At least, I think it was Bargain Hunt – it might have been Cash in the Attic, I'm not certain – the one presented by the slightly effete, mustached man who reminds me vaguely of Lenny the Lion. Actually, it might have been the theme from the one about the rescue helicopters instead. I really don't care much – it's just the start of the evidence that falling asleep in front of the telly just doesn't work for me in terms of relaxation but subconsciously adds to my inner pool of bile and spite. 
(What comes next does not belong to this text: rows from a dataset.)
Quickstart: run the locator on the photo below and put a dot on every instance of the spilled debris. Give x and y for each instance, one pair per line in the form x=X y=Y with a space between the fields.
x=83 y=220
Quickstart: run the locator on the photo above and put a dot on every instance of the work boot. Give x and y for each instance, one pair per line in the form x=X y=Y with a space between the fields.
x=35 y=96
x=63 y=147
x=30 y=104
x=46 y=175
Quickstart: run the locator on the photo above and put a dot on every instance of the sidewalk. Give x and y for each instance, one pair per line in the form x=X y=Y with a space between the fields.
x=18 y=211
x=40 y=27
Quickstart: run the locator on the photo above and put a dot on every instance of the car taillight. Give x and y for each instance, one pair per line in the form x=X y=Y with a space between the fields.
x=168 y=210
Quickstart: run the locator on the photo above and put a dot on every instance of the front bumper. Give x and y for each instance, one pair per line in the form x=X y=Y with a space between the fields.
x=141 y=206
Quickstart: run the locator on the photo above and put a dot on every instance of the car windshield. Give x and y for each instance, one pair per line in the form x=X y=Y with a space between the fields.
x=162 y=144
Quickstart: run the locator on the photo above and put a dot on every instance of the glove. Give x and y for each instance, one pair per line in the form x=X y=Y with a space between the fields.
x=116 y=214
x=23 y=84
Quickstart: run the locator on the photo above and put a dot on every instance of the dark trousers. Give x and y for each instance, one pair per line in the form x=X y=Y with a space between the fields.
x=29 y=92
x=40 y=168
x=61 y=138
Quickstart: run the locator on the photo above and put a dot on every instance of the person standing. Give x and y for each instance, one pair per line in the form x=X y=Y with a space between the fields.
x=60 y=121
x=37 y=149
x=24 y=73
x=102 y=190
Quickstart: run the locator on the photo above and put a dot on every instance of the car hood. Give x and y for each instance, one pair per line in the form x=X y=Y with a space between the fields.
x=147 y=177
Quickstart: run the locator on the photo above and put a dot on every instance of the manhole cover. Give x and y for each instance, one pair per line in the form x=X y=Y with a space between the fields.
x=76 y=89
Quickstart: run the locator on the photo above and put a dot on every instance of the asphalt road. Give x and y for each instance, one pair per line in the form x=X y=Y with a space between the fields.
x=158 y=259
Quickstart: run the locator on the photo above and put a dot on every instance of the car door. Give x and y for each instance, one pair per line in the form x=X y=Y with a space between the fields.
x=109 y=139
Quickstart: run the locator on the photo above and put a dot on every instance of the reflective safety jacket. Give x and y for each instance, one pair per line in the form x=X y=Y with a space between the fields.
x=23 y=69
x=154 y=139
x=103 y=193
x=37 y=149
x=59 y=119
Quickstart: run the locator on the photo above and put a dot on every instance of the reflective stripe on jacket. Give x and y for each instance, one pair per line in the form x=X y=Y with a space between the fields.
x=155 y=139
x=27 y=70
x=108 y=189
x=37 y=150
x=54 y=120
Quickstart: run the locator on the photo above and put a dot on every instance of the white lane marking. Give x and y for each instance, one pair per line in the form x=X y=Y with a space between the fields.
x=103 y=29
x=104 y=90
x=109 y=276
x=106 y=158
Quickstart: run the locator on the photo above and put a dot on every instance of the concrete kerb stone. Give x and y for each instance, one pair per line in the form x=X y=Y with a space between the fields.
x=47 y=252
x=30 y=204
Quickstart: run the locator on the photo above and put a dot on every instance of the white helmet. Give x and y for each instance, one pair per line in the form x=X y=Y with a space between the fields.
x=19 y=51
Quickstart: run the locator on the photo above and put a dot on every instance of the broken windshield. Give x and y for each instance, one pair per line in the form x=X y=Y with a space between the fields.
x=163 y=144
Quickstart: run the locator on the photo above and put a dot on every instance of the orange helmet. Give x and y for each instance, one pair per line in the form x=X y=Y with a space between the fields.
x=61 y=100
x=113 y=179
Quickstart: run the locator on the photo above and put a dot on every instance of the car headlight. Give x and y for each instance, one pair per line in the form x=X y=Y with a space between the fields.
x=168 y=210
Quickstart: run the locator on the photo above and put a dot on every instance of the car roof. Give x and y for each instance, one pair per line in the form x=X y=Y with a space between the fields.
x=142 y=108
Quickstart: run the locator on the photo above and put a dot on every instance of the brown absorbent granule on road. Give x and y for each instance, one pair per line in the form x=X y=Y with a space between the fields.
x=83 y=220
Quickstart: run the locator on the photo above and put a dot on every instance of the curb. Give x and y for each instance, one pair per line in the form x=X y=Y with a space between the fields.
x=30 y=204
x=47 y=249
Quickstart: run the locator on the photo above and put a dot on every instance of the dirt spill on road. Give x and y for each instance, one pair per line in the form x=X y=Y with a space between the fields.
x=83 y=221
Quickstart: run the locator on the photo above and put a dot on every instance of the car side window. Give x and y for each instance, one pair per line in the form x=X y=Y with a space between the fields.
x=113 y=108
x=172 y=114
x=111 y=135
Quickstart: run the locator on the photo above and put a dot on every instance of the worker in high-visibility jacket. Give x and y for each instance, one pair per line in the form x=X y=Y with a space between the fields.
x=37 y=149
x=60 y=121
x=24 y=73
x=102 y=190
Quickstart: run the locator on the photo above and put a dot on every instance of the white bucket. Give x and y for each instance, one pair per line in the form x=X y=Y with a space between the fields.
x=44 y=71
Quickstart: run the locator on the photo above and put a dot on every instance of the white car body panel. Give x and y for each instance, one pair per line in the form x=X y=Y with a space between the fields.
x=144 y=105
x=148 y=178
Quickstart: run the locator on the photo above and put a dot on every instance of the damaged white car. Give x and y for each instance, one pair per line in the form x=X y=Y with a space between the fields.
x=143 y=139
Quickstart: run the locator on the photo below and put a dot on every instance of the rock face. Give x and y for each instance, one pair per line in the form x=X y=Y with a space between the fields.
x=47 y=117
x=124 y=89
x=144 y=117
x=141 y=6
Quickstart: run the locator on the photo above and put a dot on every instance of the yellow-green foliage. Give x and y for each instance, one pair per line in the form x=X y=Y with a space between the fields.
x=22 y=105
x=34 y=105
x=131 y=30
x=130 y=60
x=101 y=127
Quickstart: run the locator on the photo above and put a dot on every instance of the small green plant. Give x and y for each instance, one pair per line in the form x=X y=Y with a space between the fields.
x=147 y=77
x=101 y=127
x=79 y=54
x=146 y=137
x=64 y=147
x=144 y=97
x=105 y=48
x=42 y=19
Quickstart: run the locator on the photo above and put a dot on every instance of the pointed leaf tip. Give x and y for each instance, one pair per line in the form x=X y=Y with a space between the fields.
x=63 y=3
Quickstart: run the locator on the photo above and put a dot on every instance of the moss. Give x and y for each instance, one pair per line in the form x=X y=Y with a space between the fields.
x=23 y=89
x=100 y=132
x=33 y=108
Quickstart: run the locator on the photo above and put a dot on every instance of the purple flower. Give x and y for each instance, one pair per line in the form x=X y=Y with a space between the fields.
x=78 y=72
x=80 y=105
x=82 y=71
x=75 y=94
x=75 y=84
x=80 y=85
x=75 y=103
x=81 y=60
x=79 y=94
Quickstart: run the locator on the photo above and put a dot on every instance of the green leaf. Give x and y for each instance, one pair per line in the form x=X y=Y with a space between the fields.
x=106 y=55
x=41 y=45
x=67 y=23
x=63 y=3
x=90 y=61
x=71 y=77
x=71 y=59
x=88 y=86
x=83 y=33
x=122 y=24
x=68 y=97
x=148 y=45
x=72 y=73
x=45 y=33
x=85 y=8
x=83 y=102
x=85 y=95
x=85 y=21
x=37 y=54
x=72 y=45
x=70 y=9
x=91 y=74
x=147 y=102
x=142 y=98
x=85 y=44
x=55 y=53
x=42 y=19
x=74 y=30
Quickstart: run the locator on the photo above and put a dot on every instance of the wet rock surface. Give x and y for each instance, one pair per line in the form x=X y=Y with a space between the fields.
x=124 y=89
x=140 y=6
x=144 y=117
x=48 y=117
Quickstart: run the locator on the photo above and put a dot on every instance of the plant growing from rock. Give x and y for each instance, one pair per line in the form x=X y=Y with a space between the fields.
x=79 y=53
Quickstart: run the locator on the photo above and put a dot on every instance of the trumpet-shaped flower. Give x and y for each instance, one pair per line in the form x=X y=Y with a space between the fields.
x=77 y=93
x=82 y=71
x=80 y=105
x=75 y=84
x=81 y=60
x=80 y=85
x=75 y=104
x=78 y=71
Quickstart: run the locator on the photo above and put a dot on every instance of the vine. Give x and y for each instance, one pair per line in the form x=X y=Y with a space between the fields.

If I've managed to switch to a news channel and it's midweek during the day, I might just wake up shouting during PM or FM Qs, but if I've gone to Channel Four I might sleep all the way through Countdown and then wake up feeling hate-filled because Noel Edmonds has come on. Sleeping later is worse – I've been so tired that kipping off  mid-evening hasn't affected my night's sleep, but I have now found myself with a compulsion to enter Masterchef, not because I fancy my chances as a cook, but because I want to stand face-to-face with Greg Wallace and say, "right, baldy, you and me, car park, square go, now".

So, anyway, that was my pattern for last week – sleeping, despising… oh, and hoping for a virus. That was because the blood tests I'd had were for a viral cause for the tiredness, but also for diabetes, so a wee bug seemed like the far preferable option.

Then on Thursday I went back to the GP and it turned out I didn't have either of these things, so she gave me some antibiotics and signed me off for a further fortnight. Later on she phoned me to say she'd been in touch with The Beatson, who weren't terribly concerned but wanted me to go in for a scan ( I was due one soon anyway) and to start taking the steroids again.

It's a low dose – 2mg a day – but that's four times as much as I was taking when I came off them back in July. So I took that on Thursday afternoon, and took the same again on Friday morning, and by Friday mid-day I was ripped to the molars on dexamethasone and no longer doing the dinosaur after I'd hauled myself to my feet. Instead I almost skipped down the road for lunch, insofar as that is possible for an overweight, middle-aged Scottish man, and then felt a bit of a con as I emailed into the office to say I'd been signed off for another two weeks' rest. But I couldn't have gone in then – I'd have been unbearable. Anyway, once I'd finished my paper and got myself all worked up about Leveson I was exhausted again and had to go back for a bit of a sleep, from which I woke up hyper at teatime and chattered at Clare all evening. I thought I was being quite insightful and witty, and she rather charitably agreed when I checked, which suggests I was possibly also being slightly paranoid.

I've been much closer to normal levels of energy since, but there is still a slight steroid edge – looking over what I've scribbled here this morning,I can see it in my own writing. It doesn't exactly read like The Diary of a Drug Fiend, but it does read a little like The Blog of a Slightly Cynical Man who's had Too Much Coffee.

Under more normal circumstances I'd probably have left out the bits about the cat residue and Greg Wallace, for instance. But this is supposed to be an accurate record of what's going on for me as the cancer treatment proceeds, so here you go - you can keep the weird bits, too.

It's now Sunday evening, and I think I need a nap. By tomorrow, I think I'll be more used to the steroid again. I've been on higher doses before, and coped fine.